The waterfront neighbors in line of sight of the anchoring zone have long complained of anchored boats and the town administrator who advocated for the public hearing said it’s a ‘quality of life issue.’ According to the Massachusetts Environmental Protection, stormwater accounts for 8 percent of the controllable nitrogen load in Tashmoo and fertilizer runoff from homes on the pond account for 5 percent. To many it seems the town is attempting to put a butterfly stitch over a gaping wound by targeting anchoring as a first step in its management plan.

Tashmoo is the gem of Tisbury and while anchoring needs to be discussed, better marked and managed, enacting a moratorium on anchorage is essentially eliminating a town resource. As a Tisbury resident who grew up here we can’t go to Lucy Vincent, Lambert’s Cove or other up-Island beaches in the summer, Tashmoo anchoring is a town recreational resource. With the most immediate water quality causes not being addressed first, taking away this public resource under the pretext of cleaning up Tashmoo would be disingenuous to say the least.

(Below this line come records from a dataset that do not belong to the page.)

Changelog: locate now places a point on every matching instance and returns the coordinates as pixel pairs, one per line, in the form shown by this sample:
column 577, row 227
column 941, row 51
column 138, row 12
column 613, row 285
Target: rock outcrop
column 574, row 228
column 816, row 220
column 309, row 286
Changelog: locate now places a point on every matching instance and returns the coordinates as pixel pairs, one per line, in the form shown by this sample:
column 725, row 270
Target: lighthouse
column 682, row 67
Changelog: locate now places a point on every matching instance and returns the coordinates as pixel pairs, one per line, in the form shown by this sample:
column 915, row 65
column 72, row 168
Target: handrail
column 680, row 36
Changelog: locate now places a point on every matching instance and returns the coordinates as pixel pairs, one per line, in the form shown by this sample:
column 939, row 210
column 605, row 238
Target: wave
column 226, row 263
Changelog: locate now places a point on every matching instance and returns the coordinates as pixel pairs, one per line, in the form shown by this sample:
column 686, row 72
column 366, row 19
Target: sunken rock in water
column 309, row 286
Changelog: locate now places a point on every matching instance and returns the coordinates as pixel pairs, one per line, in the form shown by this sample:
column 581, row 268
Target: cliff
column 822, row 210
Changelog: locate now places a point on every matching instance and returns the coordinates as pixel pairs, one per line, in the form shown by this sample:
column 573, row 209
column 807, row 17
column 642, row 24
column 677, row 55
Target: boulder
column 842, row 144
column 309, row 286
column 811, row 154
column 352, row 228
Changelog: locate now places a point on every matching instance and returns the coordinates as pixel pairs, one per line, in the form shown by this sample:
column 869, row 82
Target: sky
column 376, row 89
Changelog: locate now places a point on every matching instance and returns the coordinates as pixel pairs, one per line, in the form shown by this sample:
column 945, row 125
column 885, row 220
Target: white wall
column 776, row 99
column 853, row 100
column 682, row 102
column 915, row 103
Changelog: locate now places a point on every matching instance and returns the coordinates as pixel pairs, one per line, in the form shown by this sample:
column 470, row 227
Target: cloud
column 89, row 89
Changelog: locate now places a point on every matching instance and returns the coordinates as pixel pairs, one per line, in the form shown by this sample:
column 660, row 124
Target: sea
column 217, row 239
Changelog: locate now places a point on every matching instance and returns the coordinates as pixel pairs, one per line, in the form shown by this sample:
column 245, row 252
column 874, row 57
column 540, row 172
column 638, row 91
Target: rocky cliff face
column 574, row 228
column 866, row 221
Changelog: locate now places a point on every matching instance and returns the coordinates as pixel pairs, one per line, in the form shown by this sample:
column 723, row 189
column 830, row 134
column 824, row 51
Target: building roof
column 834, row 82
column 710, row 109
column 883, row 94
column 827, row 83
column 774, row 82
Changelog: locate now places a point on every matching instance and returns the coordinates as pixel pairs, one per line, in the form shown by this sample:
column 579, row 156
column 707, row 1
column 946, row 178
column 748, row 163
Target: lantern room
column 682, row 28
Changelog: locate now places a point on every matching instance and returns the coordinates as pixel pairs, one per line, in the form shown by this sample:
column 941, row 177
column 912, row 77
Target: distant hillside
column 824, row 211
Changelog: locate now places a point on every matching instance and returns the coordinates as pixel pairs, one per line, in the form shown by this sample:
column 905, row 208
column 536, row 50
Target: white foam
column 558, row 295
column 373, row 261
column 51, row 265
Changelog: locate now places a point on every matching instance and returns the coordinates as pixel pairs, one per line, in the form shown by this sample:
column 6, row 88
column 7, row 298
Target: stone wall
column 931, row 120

On March 8, I urge the select board to send this issue to the Waterways Committee to create a management plan for anchoring on all of Tisbury’s waterways and to prioritize stormwater and fertilizer runoff as first steps of any management plan. Regarding anchoring, Jay Grande, the town administrator, said, “Lake Tashmoo hasn’t degraded to the level Lagoon Pond has and we talk and we talk and we talk. We’ve been talking my whole tenure here … until we absolutely know we should not be risking the health of that pond any further.” During that tenure, with a plethora of water testing data, surveys, reports and studies dating back to 1998, the town has not meaningfully addressed the most immediately impactful and cost effective issues threatening water quality in Tashmoo; stormwater and fertilizer runoff. I agree that we should not be risking the health of that pond any further and the town must take meaningful action towards that end based on data.